= Sven Trygve Falck =

Norwegian engineer, businessperson, and politician (1943–2019)

Sven Trygve Falck (9 March 1943 – 27 August 2019) was a Norwegian engineer, businessperson and politician for the Conservative Party.

He was born in Tønsberg as a son of bookseller Trygve Falck (1905–1974) and housewife Inger Erikson (1909–1995). He finished his secondary education in 1962 and took the siv.ing. degree in chemical engineering at the Norwegian Institute of Technology in 1967. While studying he edited Under Dusken in 1964.

His first engineering job was at Dow Chemical Co. in Texas from 1967 to 1970. After a year at Dow Chemical Co. in Germany, he was hired in Norsk Hydro in 1971. He was an engineer for Norsk Hydro at Rafnes from 1975, then chief engineer for Norsk Hydro in Porsgrunn from 1976 to 1981.

He was a member of Porsgrunn city council from 1977 to 1979, then the executive committee of Telemark county council while also serving as deputy chair of the county school board. He was also elected to the Parliament of Norway from Telemark in 1981, and served through one term as a member of the Standing Committee on Energy and Industry.
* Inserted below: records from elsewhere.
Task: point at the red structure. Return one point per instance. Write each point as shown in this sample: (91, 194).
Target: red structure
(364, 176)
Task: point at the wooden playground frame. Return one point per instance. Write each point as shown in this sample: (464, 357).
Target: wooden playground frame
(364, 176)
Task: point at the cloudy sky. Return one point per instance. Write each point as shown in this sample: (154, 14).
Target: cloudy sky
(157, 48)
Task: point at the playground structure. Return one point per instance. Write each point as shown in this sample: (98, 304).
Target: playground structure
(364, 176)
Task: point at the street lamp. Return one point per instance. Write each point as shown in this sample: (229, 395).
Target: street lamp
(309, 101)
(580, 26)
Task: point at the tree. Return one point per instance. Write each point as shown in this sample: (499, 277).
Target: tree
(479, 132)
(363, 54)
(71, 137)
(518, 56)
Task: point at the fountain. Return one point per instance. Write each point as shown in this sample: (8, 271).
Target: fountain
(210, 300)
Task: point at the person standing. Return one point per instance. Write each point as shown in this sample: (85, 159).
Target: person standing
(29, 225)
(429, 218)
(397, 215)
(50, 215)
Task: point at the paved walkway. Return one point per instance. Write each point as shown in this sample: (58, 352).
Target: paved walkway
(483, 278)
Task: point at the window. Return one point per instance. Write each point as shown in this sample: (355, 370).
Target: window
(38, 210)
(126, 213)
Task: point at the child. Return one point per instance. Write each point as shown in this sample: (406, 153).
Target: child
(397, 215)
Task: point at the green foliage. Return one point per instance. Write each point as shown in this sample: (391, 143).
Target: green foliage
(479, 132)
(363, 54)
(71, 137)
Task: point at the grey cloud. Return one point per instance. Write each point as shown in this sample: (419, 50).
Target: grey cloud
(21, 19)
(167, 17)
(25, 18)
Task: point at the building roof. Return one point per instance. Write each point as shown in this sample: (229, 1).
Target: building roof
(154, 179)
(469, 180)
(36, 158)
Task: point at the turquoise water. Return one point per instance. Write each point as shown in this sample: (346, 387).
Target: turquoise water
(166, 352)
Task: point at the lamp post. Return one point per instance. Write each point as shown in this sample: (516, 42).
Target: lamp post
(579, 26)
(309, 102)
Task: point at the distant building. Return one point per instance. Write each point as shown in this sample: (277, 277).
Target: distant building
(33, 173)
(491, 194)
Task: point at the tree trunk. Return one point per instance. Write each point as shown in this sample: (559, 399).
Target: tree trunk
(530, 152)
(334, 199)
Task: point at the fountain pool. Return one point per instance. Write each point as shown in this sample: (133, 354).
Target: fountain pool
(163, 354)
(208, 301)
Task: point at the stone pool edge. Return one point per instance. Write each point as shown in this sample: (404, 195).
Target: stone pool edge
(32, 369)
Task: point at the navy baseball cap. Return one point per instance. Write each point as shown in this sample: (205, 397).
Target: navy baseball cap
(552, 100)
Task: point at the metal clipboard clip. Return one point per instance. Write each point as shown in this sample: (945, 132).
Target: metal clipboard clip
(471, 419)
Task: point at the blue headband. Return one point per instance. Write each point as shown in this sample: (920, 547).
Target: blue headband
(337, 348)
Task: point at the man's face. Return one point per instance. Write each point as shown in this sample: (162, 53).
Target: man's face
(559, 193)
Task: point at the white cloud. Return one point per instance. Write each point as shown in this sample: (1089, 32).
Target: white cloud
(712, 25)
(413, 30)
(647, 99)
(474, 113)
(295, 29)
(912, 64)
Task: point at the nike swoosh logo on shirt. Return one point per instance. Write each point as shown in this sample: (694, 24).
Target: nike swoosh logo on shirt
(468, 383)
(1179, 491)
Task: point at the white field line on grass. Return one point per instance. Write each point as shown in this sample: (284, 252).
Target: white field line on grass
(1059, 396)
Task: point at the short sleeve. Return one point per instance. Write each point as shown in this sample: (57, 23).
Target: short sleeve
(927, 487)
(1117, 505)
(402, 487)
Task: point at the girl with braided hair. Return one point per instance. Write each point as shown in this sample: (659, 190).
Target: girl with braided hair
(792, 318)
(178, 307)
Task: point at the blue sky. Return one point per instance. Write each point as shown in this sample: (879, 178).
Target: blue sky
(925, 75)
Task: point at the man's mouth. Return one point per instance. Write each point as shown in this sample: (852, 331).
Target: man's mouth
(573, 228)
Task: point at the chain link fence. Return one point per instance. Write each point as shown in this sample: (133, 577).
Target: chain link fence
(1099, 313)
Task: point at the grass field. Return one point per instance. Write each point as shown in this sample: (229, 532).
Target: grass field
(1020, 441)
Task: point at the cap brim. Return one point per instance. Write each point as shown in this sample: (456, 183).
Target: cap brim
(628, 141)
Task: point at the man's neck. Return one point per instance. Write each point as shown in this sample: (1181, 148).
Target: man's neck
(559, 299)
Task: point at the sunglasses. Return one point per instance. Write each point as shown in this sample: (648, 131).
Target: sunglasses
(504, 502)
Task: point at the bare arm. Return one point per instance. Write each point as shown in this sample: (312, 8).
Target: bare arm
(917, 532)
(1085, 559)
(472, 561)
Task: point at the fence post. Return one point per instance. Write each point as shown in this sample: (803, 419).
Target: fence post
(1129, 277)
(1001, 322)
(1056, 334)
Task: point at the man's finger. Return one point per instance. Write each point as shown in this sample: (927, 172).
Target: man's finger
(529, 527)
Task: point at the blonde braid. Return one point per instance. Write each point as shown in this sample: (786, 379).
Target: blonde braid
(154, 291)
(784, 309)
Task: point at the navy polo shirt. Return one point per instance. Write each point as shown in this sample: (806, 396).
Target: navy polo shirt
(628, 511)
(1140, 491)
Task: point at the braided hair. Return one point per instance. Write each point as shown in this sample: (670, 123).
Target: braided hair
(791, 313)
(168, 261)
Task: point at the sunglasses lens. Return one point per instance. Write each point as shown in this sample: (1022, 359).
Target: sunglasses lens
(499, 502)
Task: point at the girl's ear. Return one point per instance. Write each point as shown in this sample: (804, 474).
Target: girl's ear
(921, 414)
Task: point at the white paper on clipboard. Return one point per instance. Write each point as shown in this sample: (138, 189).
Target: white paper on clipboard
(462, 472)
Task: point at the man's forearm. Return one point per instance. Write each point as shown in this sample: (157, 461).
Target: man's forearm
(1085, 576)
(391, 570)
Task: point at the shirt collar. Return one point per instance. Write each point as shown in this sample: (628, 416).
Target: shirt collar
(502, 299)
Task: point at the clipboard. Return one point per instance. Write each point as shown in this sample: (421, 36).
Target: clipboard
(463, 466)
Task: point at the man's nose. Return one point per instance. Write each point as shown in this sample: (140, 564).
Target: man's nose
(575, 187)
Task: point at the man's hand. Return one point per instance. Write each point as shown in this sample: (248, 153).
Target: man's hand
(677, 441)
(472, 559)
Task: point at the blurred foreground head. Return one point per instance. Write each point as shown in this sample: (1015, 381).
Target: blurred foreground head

After leaving Parliament he was a consultant and business director. He was a board member of Norsk Jern Holding from 1990 to 1993, corporate council member of Norsk Jernverk from 1987 to 1989 and supervisory council member of Manufacturers Hanover Norge from 1986 to 1990 and Den Norske Industribank from 1990 to 1993 (deputy from 1986 to 1990).